Così, alla domanda sulla differenza tra “Vecchio mondo” e “Nuovo mondo” nel campo della comunicazione vinicola, ha presentato un’etichetta con il volto di un cane come esempio “divertente” ed efficiente (la varietà dell’uva era ben indicata sull’etichetta), certa che, al contrario, nessun produttore francese avrebbe fatto lo stesso.

In realtà, solo pochi giorni dopo, ha avuto l’occasione di imbattersi su un vino di Bordeaux che portava in etichetta proprio un cane, sebbene il design fosse molto diverso.

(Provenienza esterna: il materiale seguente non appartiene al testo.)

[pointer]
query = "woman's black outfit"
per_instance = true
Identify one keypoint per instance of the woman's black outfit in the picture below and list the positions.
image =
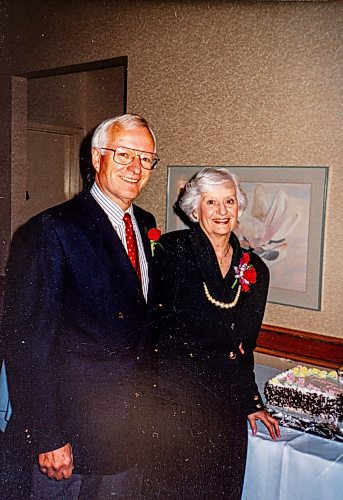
(207, 387)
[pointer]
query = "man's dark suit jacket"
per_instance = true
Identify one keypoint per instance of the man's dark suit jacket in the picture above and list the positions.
(78, 335)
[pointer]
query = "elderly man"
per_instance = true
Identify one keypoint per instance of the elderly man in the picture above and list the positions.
(79, 310)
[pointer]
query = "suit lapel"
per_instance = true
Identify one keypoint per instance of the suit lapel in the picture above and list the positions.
(143, 229)
(220, 288)
(105, 239)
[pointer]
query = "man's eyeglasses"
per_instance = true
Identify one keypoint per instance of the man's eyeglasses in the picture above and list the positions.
(125, 156)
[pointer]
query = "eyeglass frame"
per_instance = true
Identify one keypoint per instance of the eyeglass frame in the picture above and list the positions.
(156, 159)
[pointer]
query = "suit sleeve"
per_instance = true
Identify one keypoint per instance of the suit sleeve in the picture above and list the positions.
(32, 312)
(250, 320)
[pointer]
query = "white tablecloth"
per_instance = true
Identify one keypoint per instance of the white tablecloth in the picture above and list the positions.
(298, 466)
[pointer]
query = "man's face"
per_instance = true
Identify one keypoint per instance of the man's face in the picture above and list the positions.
(122, 183)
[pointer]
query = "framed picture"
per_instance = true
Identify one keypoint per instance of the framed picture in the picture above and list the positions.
(284, 223)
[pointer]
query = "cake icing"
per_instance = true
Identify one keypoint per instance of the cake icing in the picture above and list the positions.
(307, 390)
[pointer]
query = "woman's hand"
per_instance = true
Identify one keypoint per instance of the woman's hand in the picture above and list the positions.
(270, 422)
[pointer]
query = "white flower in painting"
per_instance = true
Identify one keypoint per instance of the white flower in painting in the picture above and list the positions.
(266, 227)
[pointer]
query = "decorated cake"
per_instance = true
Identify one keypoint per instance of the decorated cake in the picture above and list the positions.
(309, 391)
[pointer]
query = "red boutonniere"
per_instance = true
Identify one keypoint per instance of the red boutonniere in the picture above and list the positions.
(154, 235)
(245, 273)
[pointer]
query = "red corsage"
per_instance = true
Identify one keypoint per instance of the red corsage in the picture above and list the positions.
(245, 273)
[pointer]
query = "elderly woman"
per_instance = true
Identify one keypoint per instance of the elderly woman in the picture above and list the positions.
(213, 298)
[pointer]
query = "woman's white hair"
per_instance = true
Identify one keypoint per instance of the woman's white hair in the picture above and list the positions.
(127, 121)
(205, 181)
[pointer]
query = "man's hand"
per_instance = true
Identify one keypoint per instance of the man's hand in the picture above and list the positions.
(270, 422)
(57, 464)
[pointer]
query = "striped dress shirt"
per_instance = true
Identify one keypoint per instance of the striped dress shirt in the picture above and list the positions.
(115, 215)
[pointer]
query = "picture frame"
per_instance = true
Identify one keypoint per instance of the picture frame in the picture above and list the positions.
(284, 223)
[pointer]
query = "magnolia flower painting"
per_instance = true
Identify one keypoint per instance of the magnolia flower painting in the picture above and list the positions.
(274, 225)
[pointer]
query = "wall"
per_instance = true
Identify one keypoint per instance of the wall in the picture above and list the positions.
(222, 83)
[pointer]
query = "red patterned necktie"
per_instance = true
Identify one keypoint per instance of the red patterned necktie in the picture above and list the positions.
(131, 243)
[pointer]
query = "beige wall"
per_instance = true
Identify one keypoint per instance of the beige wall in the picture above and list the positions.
(221, 83)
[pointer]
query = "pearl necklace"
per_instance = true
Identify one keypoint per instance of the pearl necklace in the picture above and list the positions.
(222, 305)
(223, 257)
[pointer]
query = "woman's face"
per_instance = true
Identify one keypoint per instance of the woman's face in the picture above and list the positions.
(217, 212)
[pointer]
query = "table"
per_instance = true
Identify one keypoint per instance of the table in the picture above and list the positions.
(298, 466)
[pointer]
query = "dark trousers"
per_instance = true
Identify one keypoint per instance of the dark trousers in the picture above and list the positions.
(126, 485)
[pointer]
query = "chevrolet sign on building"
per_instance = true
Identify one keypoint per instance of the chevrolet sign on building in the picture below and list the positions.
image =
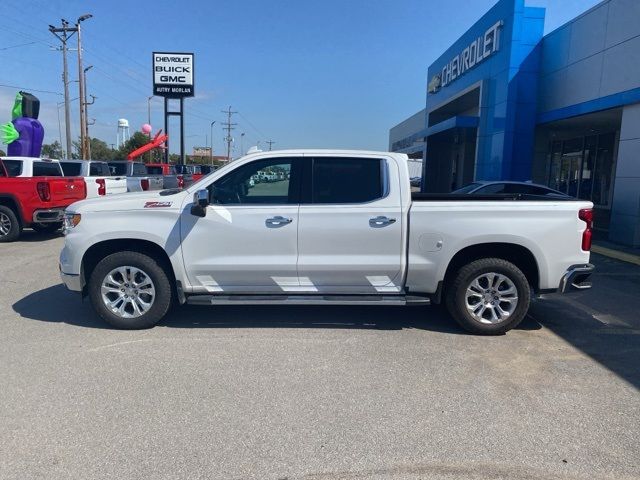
(479, 50)
(506, 102)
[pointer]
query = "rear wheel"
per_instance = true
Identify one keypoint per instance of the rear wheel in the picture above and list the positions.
(489, 296)
(130, 290)
(47, 227)
(10, 227)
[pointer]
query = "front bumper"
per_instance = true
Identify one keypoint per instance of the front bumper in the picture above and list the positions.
(48, 215)
(73, 282)
(576, 278)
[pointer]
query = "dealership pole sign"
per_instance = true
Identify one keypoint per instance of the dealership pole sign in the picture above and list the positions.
(480, 49)
(173, 74)
(173, 80)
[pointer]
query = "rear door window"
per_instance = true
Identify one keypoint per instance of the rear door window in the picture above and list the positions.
(47, 169)
(493, 188)
(14, 167)
(71, 169)
(347, 180)
(98, 169)
(117, 168)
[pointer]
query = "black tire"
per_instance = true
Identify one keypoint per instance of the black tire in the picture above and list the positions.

“Che cosa significa?” – scrive Evelyne – “Prima di tutto, le etichette francesi sono sempre più contemporanee. I produttori vinicoli sono ora consapevoli del fatto che gli animali domestici sono parte della nostra vita quotidiana, come il nostro vino e cibo. Questo tipo di design è un buon modo per raggiungere il consumatore e fare leva sul suo lato emotivo. Quindi, significa anche che i produttori sono pronti a semplificare il loro messaggio sul vino: il vino non è sempre un argomento serio e difficile. È divertente e può essere bevuto senza commentare per ore. Godetevi il vino davanti al camino con il vostro cane seduto ai piedi nella stagione fredda o fuori in giardino!”

Un lettore del blog ha poi commentato che, in realtà, i produttori francesi non dovrebbero copiare il nuovo mondo perchè un consumatore che cerca un vino francese si aspetta un’etichetta “alla francese”. “La difficoltà francese è dovuta molto più ad una mancanza di visione aziendale e modernità nel marketing , che non si riduce semplicemente nel porre un cane sull’etichetta.”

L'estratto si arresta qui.